What Are The SCA Rules?

The SCA rules, introduced in 2019, are intended to the improve security of payments and limit fraud by making sure that whoever requests access to a person’s account or tries to make a payment, is the account holder or someone to whom the account holder has given consent.

These new rules, which come from the EU Payments Services Directive (PSD2), which came into effect in January 2018, mean that online payments of more than €50 will need two methods of authentication from the person making the payment e.g. password, fingerprint (biometric) or a phone number. This also means that online customers will not be able to check out using just a credit or debit card but will also need an additional form of identification.

Card Present

For normal ‘card present’ situations (not online) contactless will still be OK for ‘low value’ transactions of less than €50 at point-of-sale and Chip and PIN will still be suitable for values above €50.

Recurring Payments Exempt

Where a recurring payment of the same value is being made from a card to the same merchant e.g. subscriptions and memberships, the initial set up will require authentication, but subsequent transactions will be exempt.

Put Back

The first deadline for the implementation of the SCA rules was 14th September 2019 but this was put back by 18 months.

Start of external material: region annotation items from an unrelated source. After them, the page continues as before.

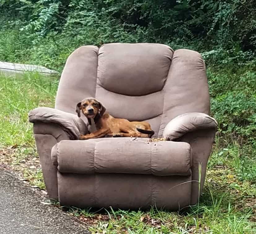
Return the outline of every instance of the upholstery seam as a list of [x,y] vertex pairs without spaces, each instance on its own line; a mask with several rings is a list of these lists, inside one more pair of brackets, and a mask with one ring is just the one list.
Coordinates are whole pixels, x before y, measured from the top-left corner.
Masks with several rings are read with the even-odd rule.
[[[170,63],[170,67],[169,68],[169,70],[168,71],[168,74],[167,74],[167,77],[166,78],[166,80],[165,81],[165,82],[164,83],[164,85],[163,86],[163,90],[164,91],[165,90],[165,85],[166,84],[166,83],[167,82],[167,80],[168,79],[170,79],[170,77],[168,77],[169,76],[169,73],[170,73],[170,71],[171,71],[171,63],[172,62],[172,60],[173,58],[173,56],[174,56],[174,53],[175,52],[175,51],[174,51],[172,50],[172,56],[171,57],[171,63]],[[163,125],[163,110],[164,109],[165,107],[165,97],[166,96],[166,93],[165,92],[164,92],[164,95],[163,95],[163,110],[162,111],[162,117],[161,118],[161,121],[160,122],[160,125],[159,125],[159,129],[158,130],[158,137],[159,137],[159,132],[160,131],[160,129],[161,128],[161,126]],[[171,121],[171,120],[170,120]],[[163,134],[162,134],[163,135]]]
[[94,152],[93,153],[93,176],[94,176],[94,203],[95,204],[97,203],[96,202],[96,195],[97,194],[97,193],[96,191],[96,180],[97,180],[97,175],[96,174],[96,173],[95,173],[95,149],[96,148],[96,142],[95,142],[95,144],[94,145]]
[[[169,71],[168,71],[168,73],[169,73]],[[167,76],[168,76],[168,75],[167,75]],[[97,79],[98,79],[98,74],[97,74]],[[106,91],[107,91],[108,92],[111,92],[113,93],[115,93],[115,94],[118,94],[119,95],[122,95],[123,96],[128,96],[128,97],[143,97],[143,96],[147,96],[147,95],[150,95],[150,94],[152,94],[153,93],[155,93],[156,92],[161,92],[162,91],[163,92],[163,88],[164,88],[164,85],[165,85],[165,84],[164,84],[164,85],[163,86],[163,87],[162,88],[162,89],[160,89],[160,90],[157,90],[157,91],[156,91],[155,92],[150,92],[150,93],[147,93],[146,94],[144,94],[144,95],[140,95],[139,96],[135,96],[135,95],[133,96],[133,95],[128,95],[127,94],[123,94],[122,93],[119,93],[116,92],[114,92],[113,91],[111,91],[110,90],[109,90],[108,89],[107,89],[106,88],[105,88],[104,87],[103,87],[103,86],[102,86],[102,85],[101,85],[99,84],[97,84],[99,86],[100,86],[100,87],[101,88],[102,88],[104,89],[105,90],[106,90]]]

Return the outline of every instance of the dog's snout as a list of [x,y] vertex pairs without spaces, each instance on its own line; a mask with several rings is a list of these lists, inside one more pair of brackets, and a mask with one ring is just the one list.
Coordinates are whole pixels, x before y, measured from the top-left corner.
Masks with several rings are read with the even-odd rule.
[[88,113],[90,114],[93,114],[93,108],[89,108],[87,110]]

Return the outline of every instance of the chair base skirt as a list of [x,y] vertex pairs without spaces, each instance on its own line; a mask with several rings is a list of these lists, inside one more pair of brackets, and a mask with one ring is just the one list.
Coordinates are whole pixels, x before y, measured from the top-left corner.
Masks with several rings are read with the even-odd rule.
[[133,210],[154,206],[177,211],[190,203],[191,175],[58,171],[58,180],[61,205]]

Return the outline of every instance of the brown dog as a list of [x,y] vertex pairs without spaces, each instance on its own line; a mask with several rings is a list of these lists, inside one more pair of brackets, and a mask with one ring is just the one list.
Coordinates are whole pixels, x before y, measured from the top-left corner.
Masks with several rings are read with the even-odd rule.
[[79,117],[80,117],[81,110],[88,120],[88,126],[90,133],[80,135],[80,140],[105,136],[151,138],[154,133],[150,125],[146,122],[130,122],[124,119],[115,118],[105,113],[106,108],[93,98],[85,98],[77,104],[76,111]]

While the deadline for the implementation of SCA is still 31st December 2020 in the rest of the European Economic Area (EEA), in the UK, the FCA has now announced that, in order to help merchants who have been severely affected by the Covid-19 crisis the enforcement of SCA has now been delayed until 14th September 2021.

What Does This Mean For Your Business?

Most businesses would agree that high levels of online fraud are bad for everyone and just reduce consumer confidence, so if the introduction of new improved payment security measures can reduce fraud this will be helpful.  The COVID-19 crisis has, however, hit businesses very hard and for many, it’s been a case of simply trying to keep the business going, let alone worry about how they can comply with new payment rules in time.  This latest extension is, therefore, good news and should lessen the burden on merchants as the lockdown is lifted and the country tries to find the new normal in a post-COVID business environment.